The internet is just full of great links this morning! Here's a sample of some interesting things I've been reading:
Allan Savory argued that while livestock may be part of the problem, they can also be an important part of the solution. He has demonstrated time and again in Africa, Australia and North and South America that, properly managed, they are essential to land restoration. With the right techniques, plant growth is lusher, the water table is higher, wildlife thrives, soil carbon increases and, surprisingly, perhaps four times as many cattle can be kept.
That is from this link, and Lubos Motl has more here.

Frances Woolley looks at negotiation usefully. Here it is in a single chart:
Those two links alone are worth the price of admission, but this morning, it's like Christmas in my Google Reader feed.

Next, Simon Grey gives us a remarkably insightful post describing how economic uncertainty becomes a list of "phantom jobs" that don't really exist.

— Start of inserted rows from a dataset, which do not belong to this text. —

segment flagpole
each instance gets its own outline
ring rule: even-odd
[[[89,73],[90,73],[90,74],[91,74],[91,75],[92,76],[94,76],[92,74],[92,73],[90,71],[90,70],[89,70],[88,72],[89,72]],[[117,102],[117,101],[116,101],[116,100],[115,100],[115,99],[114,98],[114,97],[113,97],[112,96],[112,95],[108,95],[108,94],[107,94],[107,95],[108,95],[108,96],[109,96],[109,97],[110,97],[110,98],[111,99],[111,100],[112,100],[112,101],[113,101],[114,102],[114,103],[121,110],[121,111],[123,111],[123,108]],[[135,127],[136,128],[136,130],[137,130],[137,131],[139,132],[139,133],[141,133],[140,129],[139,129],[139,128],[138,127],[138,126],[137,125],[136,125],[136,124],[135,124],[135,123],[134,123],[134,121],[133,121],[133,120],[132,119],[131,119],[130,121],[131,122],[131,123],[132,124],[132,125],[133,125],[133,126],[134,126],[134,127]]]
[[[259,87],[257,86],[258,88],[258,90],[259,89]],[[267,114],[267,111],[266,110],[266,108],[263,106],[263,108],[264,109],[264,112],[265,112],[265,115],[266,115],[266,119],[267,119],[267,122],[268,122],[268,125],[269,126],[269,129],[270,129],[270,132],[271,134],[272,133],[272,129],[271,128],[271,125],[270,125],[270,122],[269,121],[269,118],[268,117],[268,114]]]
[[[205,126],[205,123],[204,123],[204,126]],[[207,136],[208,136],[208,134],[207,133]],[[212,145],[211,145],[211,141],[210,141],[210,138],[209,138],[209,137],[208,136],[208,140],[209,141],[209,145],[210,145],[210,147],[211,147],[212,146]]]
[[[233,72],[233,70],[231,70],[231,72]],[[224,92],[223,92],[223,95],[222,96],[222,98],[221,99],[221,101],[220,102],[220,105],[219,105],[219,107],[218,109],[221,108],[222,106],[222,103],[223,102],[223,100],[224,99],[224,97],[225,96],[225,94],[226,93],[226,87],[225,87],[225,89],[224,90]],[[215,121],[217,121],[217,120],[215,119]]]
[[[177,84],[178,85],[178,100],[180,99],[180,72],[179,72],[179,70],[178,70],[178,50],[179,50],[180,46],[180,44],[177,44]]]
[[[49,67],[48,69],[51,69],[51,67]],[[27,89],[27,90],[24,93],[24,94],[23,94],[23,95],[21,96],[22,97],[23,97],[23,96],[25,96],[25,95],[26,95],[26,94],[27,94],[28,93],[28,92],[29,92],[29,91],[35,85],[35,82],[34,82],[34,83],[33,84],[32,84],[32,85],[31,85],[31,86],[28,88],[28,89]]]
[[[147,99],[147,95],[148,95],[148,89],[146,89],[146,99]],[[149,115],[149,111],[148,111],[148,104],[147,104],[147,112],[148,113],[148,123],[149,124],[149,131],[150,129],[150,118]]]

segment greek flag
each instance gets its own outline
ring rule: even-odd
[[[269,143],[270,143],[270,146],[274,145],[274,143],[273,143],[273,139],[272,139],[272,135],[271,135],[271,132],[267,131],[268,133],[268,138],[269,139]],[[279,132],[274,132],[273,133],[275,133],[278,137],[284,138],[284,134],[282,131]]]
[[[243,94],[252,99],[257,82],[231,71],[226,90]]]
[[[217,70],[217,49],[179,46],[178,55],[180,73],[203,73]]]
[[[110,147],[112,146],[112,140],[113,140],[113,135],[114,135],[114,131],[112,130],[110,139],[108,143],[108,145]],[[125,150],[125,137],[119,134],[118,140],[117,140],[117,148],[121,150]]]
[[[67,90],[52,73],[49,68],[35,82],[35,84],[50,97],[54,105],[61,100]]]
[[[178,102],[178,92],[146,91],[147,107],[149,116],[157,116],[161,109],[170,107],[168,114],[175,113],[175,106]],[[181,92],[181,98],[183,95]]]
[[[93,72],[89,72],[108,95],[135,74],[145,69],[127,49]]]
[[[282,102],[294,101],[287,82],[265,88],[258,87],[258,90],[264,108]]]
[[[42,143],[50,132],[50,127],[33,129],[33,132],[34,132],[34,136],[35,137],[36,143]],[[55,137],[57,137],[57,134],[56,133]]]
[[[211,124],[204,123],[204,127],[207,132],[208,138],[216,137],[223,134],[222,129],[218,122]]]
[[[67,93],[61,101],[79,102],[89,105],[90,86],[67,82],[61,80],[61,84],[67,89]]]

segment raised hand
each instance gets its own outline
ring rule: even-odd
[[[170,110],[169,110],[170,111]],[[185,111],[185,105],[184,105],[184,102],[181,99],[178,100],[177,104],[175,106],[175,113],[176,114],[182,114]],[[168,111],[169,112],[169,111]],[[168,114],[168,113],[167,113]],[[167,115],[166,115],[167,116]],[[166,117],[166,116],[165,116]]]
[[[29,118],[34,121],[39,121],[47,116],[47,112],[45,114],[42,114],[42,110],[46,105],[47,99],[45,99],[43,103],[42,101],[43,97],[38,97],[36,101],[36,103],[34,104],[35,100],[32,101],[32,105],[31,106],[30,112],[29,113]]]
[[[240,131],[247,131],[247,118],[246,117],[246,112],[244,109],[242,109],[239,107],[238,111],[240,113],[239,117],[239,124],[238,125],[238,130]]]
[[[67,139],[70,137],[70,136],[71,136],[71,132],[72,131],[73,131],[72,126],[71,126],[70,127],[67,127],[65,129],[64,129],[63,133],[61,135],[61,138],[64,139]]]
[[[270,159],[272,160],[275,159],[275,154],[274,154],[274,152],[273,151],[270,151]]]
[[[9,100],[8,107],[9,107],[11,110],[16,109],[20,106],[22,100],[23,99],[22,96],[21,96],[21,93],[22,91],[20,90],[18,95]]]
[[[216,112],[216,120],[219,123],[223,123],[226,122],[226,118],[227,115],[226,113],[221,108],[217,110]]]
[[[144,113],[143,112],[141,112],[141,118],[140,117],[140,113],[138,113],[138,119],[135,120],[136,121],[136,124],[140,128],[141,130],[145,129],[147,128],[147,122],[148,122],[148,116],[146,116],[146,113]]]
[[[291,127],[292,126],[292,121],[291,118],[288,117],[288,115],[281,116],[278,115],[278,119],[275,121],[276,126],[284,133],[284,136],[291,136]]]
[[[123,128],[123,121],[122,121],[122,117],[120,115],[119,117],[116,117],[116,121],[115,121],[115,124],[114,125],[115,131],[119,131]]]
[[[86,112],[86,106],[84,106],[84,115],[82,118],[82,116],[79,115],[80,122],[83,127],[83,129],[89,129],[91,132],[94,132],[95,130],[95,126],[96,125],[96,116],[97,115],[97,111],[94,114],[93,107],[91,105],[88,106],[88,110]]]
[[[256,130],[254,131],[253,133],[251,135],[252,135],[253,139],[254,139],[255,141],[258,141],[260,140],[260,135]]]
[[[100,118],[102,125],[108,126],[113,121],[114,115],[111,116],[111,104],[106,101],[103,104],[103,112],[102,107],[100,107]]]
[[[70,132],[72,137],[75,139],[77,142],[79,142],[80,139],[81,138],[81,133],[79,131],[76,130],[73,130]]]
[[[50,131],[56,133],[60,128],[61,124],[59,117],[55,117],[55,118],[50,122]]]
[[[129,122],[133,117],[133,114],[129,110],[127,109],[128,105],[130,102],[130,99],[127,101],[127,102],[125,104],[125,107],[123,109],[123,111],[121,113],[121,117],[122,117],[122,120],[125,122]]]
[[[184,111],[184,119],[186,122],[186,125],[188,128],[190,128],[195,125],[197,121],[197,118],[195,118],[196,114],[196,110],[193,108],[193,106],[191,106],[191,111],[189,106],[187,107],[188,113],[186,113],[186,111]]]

Anyone who has been in the job-search market recently knows that Grey is preaching the truth:
As a result, the jobs being advertised by major firms are more appropriately thought of as phantom jobs since filling the positions are generally viewed as risky.  Employers want to find the absolutely best candidate, so as to ensure that no money is wasted by hiring someone new.  What this means is that employers are interested in minimizing hiring and training costs (HR is basically a fixed cost, so having HR people jerk applicants around doesn’t really affect the bottom line while the extra costs of actually bringing a new employee aboard aren’t realized until the actual hire) and thus take their time hiring.  They make rescind the position if the macroeconomic data trends suggest that potential economic growth is diminished or negative.

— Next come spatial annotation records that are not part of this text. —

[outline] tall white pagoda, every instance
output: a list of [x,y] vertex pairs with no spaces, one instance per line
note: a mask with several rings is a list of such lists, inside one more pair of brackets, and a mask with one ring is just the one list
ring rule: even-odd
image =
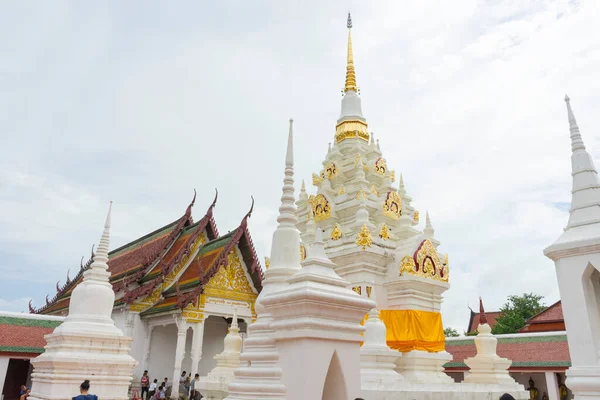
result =
[[369,133],[351,28],[348,14],[346,82],[333,146],[312,176],[316,193],[309,194],[303,184],[296,202],[301,254],[321,229],[335,271],[356,293],[376,301],[388,345],[402,352],[397,371],[413,382],[450,383],[442,367],[451,356],[444,351],[440,314],[442,294],[449,288],[448,256],[437,251],[428,215],[424,230],[416,228],[419,212],[402,175],[388,167],[379,140]]

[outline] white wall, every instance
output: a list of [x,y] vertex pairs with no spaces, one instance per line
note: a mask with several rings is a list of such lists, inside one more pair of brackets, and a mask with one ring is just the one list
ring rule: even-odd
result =
[[164,378],[173,379],[175,365],[175,347],[177,345],[177,326],[170,324],[157,326],[152,331],[150,341],[150,358],[148,359],[148,375],[162,382]]
[[211,315],[204,321],[202,359],[198,367],[200,376],[206,376],[217,365],[214,356],[223,351],[223,339],[227,334],[227,328],[227,321],[221,317]]

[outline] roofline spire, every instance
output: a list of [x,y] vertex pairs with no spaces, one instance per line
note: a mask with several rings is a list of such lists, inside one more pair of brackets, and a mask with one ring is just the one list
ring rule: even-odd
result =
[[344,86],[344,93],[348,90],[357,92],[356,87],[356,72],[354,70],[354,55],[352,53],[352,16],[348,13],[348,59],[346,63],[346,85]]
[[567,103],[569,130],[571,131],[571,150],[573,152],[575,152],[575,150],[585,150],[585,145],[583,144],[583,139],[581,138],[581,133],[579,132],[577,120],[575,119],[575,115],[571,109],[571,99],[568,95],[565,95],[565,103]]

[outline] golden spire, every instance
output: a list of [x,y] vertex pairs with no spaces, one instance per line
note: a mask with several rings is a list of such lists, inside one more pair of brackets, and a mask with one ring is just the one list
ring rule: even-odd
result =
[[348,13],[348,64],[346,65],[346,86],[344,93],[356,89],[356,74],[354,72],[354,56],[352,55],[352,16]]

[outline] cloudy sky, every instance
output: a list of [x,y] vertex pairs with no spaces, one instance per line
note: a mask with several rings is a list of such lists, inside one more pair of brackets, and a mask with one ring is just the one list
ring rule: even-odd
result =
[[109,200],[116,247],[194,188],[197,218],[219,188],[221,232],[254,195],[268,255],[288,118],[298,180],[333,138],[349,9],[370,129],[450,253],[445,324],[479,295],[558,300],[542,250],[568,219],[563,97],[600,157],[599,2],[40,1],[0,6],[0,309],[42,305]]

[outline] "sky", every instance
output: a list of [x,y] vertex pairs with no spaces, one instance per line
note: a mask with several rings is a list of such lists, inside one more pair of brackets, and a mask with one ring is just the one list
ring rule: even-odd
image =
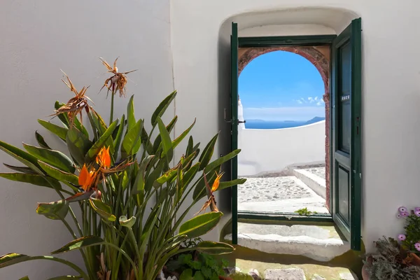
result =
[[239,78],[245,120],[309,120],[325,117],[321,74],[306,58],[278,50],[248,64]]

These jobs are phantom jobs because their existence is contingent on improvements in macroeconomic trends and conditions.  If the economy doesn’t get better, employers will continue to delay hiring people.  If the economy gets worse, they may forego hiring altogether.  Thus, these jobs are mostly contingent on macroeconomic trends, which are themselves subject to government manipulation.  Therefore, the hiring freeze could be nothing more than unrealized government stimulus, which makes these jobs essentially fake, since economic stimulus is nothing more than a false signal of demand.

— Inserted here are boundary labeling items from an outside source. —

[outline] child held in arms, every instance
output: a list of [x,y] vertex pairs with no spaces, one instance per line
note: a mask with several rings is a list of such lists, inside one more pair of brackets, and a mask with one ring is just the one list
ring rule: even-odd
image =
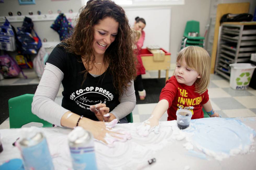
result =
[[167,111],[167,121],[177,119],[180,109],[190,110],[192,119],[203,118],[202,108],[210,117],[219,117],[213,109],[207,89],[210,81],[210,58],[203,48],[190,46],[179,53],[174,75],[162,89],[159,101],[149,119],[138,127],[139,135],[158,133],[159,120]]

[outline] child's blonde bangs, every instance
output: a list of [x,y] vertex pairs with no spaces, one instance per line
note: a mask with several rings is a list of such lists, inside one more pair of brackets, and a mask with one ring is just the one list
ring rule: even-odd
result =
[[202,47],[189,46],[179,53],[177,62],[181,63],[183,59],[188,67],[196,71],[201,76],[201,78],[197,79],[195,82],[195,92],[199,94],[203,93],[206,91],[210,82],[211,65],[209,54]]

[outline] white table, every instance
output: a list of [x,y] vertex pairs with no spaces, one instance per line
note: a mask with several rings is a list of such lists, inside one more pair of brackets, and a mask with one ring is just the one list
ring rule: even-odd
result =
[[[256,129],[256,117],[236,118],[254,130]],[[178,141],[170,137],[172,131],[168,126],[170,123],[171,121],[161,122],[160,131],[161,128],[167,128],[168,130],[162,130],[157,135],[151,134],[144,138],[138,136],[135,132],[137,123],[117,125],[117,128],[129,129],[132,134],[132,138],[125,142],[116,142],[115,147],[112,148],[95,142],[98,168],[136,169],[142,162],[154,158],[156,159],[156,162],[143,169],[183,170],[186,166],[191,170],[256,169],[256,152],[253,150],[255,150],[255,142],[249,153],[231,156],[222,161],[207,155],[204,158],[201,156],[203,155],[202,152],[195,147],[194,151],[199,154],[197,156],[196,154],[191,155],[183,146],[186,142],[185,139]],[[50,152],[53,156],[55,169],[71,168],[72,163],[67,138],[67,135],[71,129],[59,127],[30,128],[42,131],[45,135]],[[21,158],[19,151],[16,147],[13,146],[12,143],[18,137],[21,137],[20,132],[22,129],[24,128],[0,130],[4,148],[3,152],[0,154],[0,163],[9,159]]]

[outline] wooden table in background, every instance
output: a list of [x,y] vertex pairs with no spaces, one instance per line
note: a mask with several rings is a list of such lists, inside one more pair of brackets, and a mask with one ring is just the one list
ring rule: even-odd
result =
[[153,54],[146,48],[141,49],[141,56],[143,65],[147,71],[158,70],[158,78],[160,78],[161,70],[165,70],[165,81],[168,79],[169,71],[171,64],[171,53],[167,52],[162,48],[165,53],[164,60],[162,61],[154,61]]

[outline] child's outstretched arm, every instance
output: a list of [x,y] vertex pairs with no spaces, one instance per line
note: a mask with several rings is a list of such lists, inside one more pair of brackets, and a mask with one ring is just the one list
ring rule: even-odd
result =
[[207,112],[207,114],[210,117],[220,117],[219,114],[214,111],[212,108],[212,104],[211,104],[210,100],[208,100],[205,104],[202,105],[203,109]]
[[167,110],[169,103],[165,99],[159,101],[153,110],[151,116],[137,128],[137,133],[140,136],[147,136],[154,131],[155,134],[159,132],[159,120]]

Finally, here's a note of housekeeping: Some of you may have noticed that the music videos have stopped coming on a weekly basis. I am knee-deep into recording a new rock vocal song for an upcoming DFW artist showcase CD. The core track is finished, only the vocals are left to record, and then some final mixing and it will be ready to submit for mastering. Details on how to acquire this CD will be provided as soon as they are available. In the meantime, you can expect the videos to start reappearing later this week.